10+ Years of Experience
Key Responsibilities:
Own production reliability on AWS: availability, latency, throughput, capacity, and incident response
Architect and operate scalable infrastructure (multi-AZ as a baseline; DR strategy and regular testing)
Build and maintain Infrastructure as Code (Terraform / CloudFormation / CDK) and Git-based workflows
Improve CI/CD pipelines and deployment strategies (blue/green, canary, progressive delivery)
Implement strong observability: metrics, logs, traces, alerting, dashboards; define SLO/SLI and reduce noise
Own database operations on AWS (Aurora/RDS MySQL): backups/restores (including restore drills), read replicas, performance troubleshooting, and capacity planning
Improve caching and traffic handling (CDN, Redis/ElastiCache, queues) to sustain peak demand
Harden security posture: IAM least privilege, secrets management, patching, WAF, audit trails
Drive adoption of relevant AWS managed services (where it increases reliability and reduces ops burden)
Drive cloud cost efficiency (FinOps): cost visibility, tagging, budgets/alerts, rightsizing, and smart usage of AWS pricing models without compromising reliability
Lead post-incident reviews (RCA, corrective actions, prevention), and ensure improvements are implemented and verified
Requirements
10+ years of experience in similar role
Strong hands-on AWS in production (typical stack: VPC, IAM, EC2, ALB/NLB, Auto Scaling, S3, CloudFront, Route53, CloudWatch/CloudTrail, WAF; plus Aurora/RDS)

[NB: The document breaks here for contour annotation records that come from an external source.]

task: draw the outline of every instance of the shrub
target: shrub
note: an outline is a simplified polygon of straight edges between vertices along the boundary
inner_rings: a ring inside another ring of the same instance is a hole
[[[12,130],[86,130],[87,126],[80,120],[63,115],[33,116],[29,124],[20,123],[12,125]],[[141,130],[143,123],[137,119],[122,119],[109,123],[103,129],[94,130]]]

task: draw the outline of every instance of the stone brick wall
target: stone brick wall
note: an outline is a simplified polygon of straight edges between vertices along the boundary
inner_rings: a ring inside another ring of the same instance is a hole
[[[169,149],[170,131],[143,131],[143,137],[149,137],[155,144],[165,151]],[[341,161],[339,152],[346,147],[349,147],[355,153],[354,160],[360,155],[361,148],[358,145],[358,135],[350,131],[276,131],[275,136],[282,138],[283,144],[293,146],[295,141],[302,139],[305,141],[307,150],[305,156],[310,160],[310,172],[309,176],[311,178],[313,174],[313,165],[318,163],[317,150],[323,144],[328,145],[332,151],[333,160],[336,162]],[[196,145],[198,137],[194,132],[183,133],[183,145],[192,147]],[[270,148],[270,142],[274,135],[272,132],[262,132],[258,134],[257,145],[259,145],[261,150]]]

Proven experience designing/operating high-load web systems with strict uptime requirements
IaC and automation mindset (Terraform/CloudFormation/CDK + scripting Bash/Python)

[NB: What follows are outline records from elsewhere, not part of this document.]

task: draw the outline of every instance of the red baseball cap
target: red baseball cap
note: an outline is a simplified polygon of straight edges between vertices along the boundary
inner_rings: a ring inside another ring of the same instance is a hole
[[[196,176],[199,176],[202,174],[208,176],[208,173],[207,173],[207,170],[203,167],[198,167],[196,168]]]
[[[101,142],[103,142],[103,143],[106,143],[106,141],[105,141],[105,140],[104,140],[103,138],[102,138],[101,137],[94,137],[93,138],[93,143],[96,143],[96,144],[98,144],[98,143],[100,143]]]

Production MySQL on AWS (Aurora/RDS): backups \& restores (including restore drills), read replicas, monitoring, and performance troubleshooting
Ability to troubleshoot production web stacks (Nginx + PHP-FPM) and identify bottlenecks across app ↔ DB ↔ infrastructure
Containers and deployment automation (ECS/EKS, Docker; understanding of scaling and rollout patterns)
Solid Linux + networking fundamentals (DNS, TLS, routing, LB, troubleshooting)
Observability practices and incident management experience. Must be reachable for critical production incidents; occasional after-hours support may be required (critical-only)
Job Type: Full-time
Work Location: Remote